Miguel de Cervantes Saavedra nasceu em 1547, em Alcalá de Henares, e morreu em 1616, em Madrid. Publicou Don Quixote em duas partes: 1605 e 1615. A primeira parte alcançou cinco edições em dez anos, o que era incomum para a época. A segunda veio dez anos depois, parcialmente como resposta a uma continuação falsa publicada por um tal de Alonso Fernández de Avellaneda. Isso não é um detalhe acadêmico. Foi o motivo pelo qual Cervantes apressou a finalização e injetou nela uma meta-consciência narrativa que nenhum escritor da época tinha feito antes.

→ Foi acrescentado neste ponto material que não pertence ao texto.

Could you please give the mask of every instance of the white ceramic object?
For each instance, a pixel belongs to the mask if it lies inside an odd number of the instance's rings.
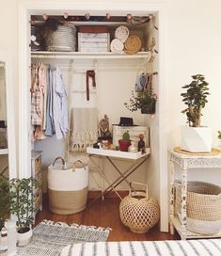
[[[17,246],[25,247],[26,245],[28,245],[31,242],[32,234],[33,232],[31,228],[26,232],[24,233],[17,232]]]
[[[131,141],[131,146],[128,148],[128,152],[138,152],[138,149],[135,146],[134,141]]]
[[[181,149],[190,152],[210,152],[212,150],[211,128],[182,126]]]

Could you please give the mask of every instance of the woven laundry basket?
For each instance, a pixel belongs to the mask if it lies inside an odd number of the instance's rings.
[[[133,190],[133,184],[146,187],[146,190]],[[134,232],[147,232],[159,220],[159,205],[156,200],[149,197],[148,185],[131,183],[129,195],[119,204],[122,223]]]
[[[175,207],[181,219],[182,183],[175,182]],[[201,234],[221,232],[221,187],[192,181],[187,184],[187,229]]]
[[[58,215],[71,215],[87,206],[88,167],[81,161],[74,164],[55,163],[48,167],[49,210]]]
[[[50,52],[75,52],[76,28],[69,24],[58,25],[55,31],[48,32],[45,47]]]

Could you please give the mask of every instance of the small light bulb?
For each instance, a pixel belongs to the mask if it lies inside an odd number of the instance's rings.
[[[36,24],[36,22],[35,22],[35,21],[30,20],[30,21],[29,21],[29,24],[30,24],[31,25],[33,25],[33,24]]]
[[[42,15],[42,17],[43,17],[44,21],[46,21],[46,20],[48,19],[48,15],[47,15],[46,13],[44,13],[44,14]]]
[[[127,14],[127,19],[128,19],[128,21],[131,21],[132,20],[132,18],[133,18],[133,16],[132,16],[132,14]]]
[[[106,19],[109,20],[110,19],[110,12],[106,13]]]
[[[86,17],[87,20],[89,20],[90,14],[87,12],[87,13],[86,13],[85,17]]]
[[[68,19],[68,17],[69,17],[69,13],[68,13],[68,12],[65,12],[65,13],[64,13],[64,18],[65,18],[65,19]]]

O que compõe miguel de cervantes sua obra

A produção cervantina não se resume a Don Quixote. Há uma sequência de novelas que vale ser lida em ordem cronológica para entender a evolução do estilo. La Gitanilla, El licenciado Vidriera, Rinconete y Cortadillo e El casamiento engañoso fazem parte do volume conhecido como Novelas ejemplares, publicado em 1613. Depois vieram os Ocho comedias y ocho entremeses nuevos nunca representados e a tragédia Numancia, além de uma tradução de obras de Ovídio que ficou inédita até o século XX. A maioria das pessoas para em Don Quixote. O erro é simples: perde-se a compreensão do processo que levou à obra-prima. O problema prático mais frequente ao estudar essa obra inteira é a fragmentação das edições. Cada editor faz seus próprios cortes. Traduções brasileiras mais antigas, como as da editora Globo ou do Projeto Classadores, omitem capítulos da segunda parte inteiros, alteram a pontuação de forma arbitrária e misturam léxico do espanhol do século XVII com construções sintáticas modernas que distorcem o ritmo da fala. Quando eu precisava cotejar passagens para um trabalho acadêmico, a solução foi abrir a edição da Cátedra (Ediciones Cátedra, colección Letra Mayor) em espanhol e acompanhar com a tradução de Francisco Ayala, feita pela Barral Editores nos anos 70. Esse par funciona bem porque Ayala respeita a linha do texto original enquanto consegue torná-lo legível. O resto das traduções que circulam no Brasil hoje costuma falhar em um ponto específico: a diferença entre "tonto" e "simple". A literatura castiça da época usava essas palavras de forma técnica. Tradutores que trocam tonto por bobo estragam a camada social do personagem. Uma variação linguística que faz diferença em cada cena.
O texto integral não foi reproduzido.